Ehrlich, who commuted to Capitol Hill during his eight years in Congress, is cutting his real estate ties to Baltimore County. His family has decided to put the townhouse up for sale instead of acting as landlords.

"People advised us that renting as governor is probably not the smartest thing to do," he said.

Inauguration day is Jan. 15, but move-in day could come sooner. Ehrlich said outgoing Gov. Parris N. Glendening (D) had volunteered to move out a couple of days early.

So does that mean that Glendening has decided where he'll put down roots -- a subject of considerable speculation in Annapolis -- or that he has landed a job? His spokesman, Charles F. Porcari, declined to comment, saying he was "unaware of any private conversation" between Glendening and Ehrlich.

Also still up in the air: the fate of Pooh.

Depictions of Winnie the Pooh have graced the walls of a bedroom in the mansion since Glendening's daughter, Gabrielle Mona, was born in August. Glendening and his wife, Jennifer Crawford, have offered to remove any trace of Pooh to make way for the new kid on the block, 3-year-old Drew Ehrlich.

The governor-elect made clear that his wife will determine Pooh's future. "That's above my pay grade," Ehrlich said.

Endorsement Hard to Digest

Ehrlich may have won the governor's race, but there's still one thing that really sticks in his craw about the campaign: a lack of support from the NRA.

No, not that NRA. He's steaming mad at the National Restaurant Association, whose Maryland chapter endorsed his opponent, Kathleen Kennedy Townsend (D).

While in Congress, Ehrlich received awards and a gold-star rating from the restaurant association. The group loved his votes against raising the minimum wage and his efforts to prevent federal regulators from extending ergonomics protections to kitchen workers.

Ehrlich also describes himself as a champion of small businesses, so he can't understand why the Restaurant Association of Maryland Inc. threw its weight behind Townsend.

In an interview last week, he was still fuming. He said he was stunned by the endorsement, which he called "disappointing, extremely disappointing."

"There's a problem there," he said darkly, referring to the restaurant association. "I am close to a lot of restaurateurs, and there has been a lot of controversy as a result of that endorsement."

He pointed out that Townsend had supported a proposal to raise the minimum wage for state employees to $11 an hour -- a policy that he said would mean "death for the restaurant business" if extended to the private sector.

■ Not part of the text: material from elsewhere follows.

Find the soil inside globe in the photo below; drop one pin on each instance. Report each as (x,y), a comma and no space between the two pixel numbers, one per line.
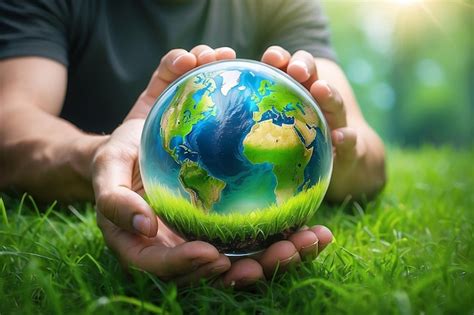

Some Maryland restaurateurs said they were concerned about Ehrlich's proposal to legalize slot machines at racetracks, fretting that diners would waste their money gambling instead of wining and dining. But none was willing to go on the record and risk Ehrlich's wrath.

Sergio Vitale, owner of Aldo's Restaurant in Baltimore, is a former intern in Ehrlich's Capitol Hill office and was recently named to the governor-elect's transition team. Vitale said he was so angry when he learned about the association's endorsement of Townsend that he immediately set up "a war room" to lobby restaurant owners back into the Ehrlich camp.

"I can't think of one instance where Bob hasn't supported the industry," Vitale said. "Frankly, the leadership of the Restaurant Association of Maryland is out of step with the membership."